Pharmaceutical grade supplements

Discussion in 'Fibromyalgia Main Forum' started by LouiseK, Jun 20, 2006.

  1. LouiseK

    LouiseK New Member

    Hello,

    What does this expression mean? I am leery as many are of that (if anything . . .ha ha) is in these unregulated supplements and vitamins so NATURALLY this expression "pharmaceutical grade" sounds enticing.

    Would love to hear from folks as to what it means and how to find such supplements.

    I am about to undertake a whole fresh regime and would like to try to buy the best I can.

    Thank you and good health, everyone!

    LouiseK
  2. usanagirl

    usanagirl New Member

    Good for you Louisek, to realize that your health is priceless.
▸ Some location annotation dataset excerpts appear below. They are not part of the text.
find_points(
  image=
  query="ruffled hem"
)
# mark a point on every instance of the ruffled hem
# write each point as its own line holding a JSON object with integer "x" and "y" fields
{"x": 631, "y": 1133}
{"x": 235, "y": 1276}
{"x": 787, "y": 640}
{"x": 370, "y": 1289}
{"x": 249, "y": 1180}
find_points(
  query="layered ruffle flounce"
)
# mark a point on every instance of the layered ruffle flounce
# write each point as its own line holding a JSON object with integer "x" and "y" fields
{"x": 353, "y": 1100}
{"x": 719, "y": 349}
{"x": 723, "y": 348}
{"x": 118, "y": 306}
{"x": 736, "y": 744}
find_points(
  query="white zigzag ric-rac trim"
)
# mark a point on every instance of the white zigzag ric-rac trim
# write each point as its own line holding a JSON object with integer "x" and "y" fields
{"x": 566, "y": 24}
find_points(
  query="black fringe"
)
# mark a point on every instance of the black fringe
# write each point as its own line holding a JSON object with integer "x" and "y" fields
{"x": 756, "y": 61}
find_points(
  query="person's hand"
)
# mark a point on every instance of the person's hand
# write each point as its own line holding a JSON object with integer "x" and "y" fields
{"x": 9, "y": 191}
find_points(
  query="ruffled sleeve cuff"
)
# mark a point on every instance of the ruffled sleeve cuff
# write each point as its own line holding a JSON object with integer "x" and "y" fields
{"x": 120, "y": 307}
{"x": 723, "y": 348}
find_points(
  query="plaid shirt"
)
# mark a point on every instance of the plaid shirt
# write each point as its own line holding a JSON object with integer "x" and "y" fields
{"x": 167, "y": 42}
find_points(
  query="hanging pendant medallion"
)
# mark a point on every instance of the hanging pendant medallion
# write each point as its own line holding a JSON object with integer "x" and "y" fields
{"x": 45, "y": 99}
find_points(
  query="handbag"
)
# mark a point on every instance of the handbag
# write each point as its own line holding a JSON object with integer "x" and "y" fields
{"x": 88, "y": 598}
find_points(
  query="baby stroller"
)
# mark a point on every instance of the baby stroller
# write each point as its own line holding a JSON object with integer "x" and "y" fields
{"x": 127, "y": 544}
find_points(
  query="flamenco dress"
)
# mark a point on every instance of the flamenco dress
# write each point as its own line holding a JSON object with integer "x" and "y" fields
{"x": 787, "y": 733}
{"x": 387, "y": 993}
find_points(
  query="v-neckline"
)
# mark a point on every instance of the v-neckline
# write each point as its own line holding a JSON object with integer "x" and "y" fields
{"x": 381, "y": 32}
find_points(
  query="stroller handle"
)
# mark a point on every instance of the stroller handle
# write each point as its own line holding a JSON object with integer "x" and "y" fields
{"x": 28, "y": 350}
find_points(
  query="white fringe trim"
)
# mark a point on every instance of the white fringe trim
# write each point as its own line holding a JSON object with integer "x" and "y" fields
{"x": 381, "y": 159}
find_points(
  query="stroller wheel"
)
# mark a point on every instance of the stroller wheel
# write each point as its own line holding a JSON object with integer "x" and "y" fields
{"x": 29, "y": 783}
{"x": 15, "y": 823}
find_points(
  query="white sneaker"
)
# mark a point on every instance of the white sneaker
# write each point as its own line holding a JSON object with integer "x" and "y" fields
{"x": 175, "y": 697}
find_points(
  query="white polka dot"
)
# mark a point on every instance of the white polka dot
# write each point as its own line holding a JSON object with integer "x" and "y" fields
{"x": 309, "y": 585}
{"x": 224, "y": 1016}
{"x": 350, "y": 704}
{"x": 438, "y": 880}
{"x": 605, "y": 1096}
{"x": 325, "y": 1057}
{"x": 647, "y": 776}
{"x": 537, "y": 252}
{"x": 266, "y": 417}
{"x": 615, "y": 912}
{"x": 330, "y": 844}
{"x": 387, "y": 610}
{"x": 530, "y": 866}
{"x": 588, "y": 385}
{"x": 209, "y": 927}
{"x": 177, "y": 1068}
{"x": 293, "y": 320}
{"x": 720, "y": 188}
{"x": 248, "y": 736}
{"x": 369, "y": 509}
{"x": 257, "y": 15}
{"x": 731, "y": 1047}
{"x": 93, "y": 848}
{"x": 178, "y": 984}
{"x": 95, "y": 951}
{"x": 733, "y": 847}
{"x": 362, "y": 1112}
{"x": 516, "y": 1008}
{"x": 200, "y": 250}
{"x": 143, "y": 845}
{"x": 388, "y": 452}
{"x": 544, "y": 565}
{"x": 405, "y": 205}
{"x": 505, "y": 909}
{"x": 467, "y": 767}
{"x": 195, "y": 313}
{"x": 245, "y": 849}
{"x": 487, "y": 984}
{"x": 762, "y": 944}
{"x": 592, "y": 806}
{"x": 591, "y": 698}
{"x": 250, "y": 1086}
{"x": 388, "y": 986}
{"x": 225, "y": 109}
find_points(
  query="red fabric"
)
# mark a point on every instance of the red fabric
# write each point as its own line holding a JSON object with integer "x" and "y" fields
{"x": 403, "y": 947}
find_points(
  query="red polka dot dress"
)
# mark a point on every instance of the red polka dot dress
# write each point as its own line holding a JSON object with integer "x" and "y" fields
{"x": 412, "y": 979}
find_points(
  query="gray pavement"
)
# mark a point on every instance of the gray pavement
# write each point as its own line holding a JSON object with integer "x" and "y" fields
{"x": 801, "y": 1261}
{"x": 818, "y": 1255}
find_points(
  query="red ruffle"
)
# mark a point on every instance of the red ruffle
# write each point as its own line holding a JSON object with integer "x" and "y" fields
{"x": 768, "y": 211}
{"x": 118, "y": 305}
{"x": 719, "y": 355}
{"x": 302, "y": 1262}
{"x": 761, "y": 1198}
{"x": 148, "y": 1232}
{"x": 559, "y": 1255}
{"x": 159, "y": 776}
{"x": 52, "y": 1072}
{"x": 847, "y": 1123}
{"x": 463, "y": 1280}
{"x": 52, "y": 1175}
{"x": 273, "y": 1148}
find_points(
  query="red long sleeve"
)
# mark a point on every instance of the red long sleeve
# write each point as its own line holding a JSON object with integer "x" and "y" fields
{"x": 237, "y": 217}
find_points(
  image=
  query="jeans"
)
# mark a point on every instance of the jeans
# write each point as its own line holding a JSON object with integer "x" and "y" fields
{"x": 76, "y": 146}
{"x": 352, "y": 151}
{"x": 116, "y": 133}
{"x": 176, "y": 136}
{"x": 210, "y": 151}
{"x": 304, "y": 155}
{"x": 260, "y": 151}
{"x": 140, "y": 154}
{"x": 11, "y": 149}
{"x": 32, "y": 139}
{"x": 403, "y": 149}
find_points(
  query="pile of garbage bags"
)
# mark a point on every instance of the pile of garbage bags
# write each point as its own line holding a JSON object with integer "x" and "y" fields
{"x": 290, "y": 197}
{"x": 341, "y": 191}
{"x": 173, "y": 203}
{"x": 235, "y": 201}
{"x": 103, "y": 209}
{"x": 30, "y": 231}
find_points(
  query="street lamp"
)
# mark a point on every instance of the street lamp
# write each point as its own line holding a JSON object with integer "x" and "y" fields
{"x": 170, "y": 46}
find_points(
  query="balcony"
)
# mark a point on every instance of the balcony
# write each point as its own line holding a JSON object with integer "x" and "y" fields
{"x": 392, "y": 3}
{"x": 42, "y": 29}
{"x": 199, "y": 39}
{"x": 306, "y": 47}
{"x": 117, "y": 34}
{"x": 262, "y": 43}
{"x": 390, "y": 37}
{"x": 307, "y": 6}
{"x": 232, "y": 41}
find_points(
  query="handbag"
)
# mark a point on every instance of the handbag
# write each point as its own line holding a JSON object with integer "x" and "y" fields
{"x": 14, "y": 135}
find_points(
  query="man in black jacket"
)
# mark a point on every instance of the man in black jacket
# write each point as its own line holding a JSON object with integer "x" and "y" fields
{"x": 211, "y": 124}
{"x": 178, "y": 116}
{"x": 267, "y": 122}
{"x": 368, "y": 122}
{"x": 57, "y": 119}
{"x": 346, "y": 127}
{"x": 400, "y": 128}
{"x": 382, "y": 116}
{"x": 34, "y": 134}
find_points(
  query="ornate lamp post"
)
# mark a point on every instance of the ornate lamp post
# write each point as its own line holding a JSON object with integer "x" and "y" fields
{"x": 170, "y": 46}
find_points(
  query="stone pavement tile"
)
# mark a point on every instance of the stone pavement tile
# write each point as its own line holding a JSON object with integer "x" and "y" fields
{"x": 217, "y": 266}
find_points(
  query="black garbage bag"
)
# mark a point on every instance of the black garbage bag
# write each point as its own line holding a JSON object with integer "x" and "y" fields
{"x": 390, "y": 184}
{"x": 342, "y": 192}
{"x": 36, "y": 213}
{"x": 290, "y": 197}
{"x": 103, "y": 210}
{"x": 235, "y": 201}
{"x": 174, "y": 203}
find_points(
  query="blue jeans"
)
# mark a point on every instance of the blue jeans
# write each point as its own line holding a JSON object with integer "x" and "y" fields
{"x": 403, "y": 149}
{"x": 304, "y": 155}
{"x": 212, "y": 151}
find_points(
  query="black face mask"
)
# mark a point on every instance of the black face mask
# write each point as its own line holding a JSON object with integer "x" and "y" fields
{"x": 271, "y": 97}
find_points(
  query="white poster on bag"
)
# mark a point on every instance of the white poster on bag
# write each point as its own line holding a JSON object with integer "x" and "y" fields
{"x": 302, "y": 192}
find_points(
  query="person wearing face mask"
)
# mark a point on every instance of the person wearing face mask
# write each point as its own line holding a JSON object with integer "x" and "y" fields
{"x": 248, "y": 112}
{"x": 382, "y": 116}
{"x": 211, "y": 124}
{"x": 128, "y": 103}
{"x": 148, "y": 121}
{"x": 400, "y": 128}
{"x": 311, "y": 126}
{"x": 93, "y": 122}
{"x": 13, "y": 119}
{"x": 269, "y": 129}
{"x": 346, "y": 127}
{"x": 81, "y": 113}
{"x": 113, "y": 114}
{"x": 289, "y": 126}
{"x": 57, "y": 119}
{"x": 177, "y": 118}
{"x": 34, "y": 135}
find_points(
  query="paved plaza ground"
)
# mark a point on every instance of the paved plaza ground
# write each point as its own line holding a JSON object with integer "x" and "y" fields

    1. All supplement manufacturers have the choice to follow Food Grade or Pharmaceutical Grade standards.

    2. Food Grade standards allow for a large margin of error, so they don't have to meet label claim.(over 90% will not) Generally speaking, they choose the least expensive, synthetic ingredients...which the body doesn't recognize.

    3. Pharmaceutical Grade has much higher standards. Any nutritional company that voluntarily follows these practices must test the raw ingredients, test during manufacturing and test before they are shipped and most importantly...have a potentcy guarantee. Which means that what's on the label is actually in the bottle AND in each and every pill!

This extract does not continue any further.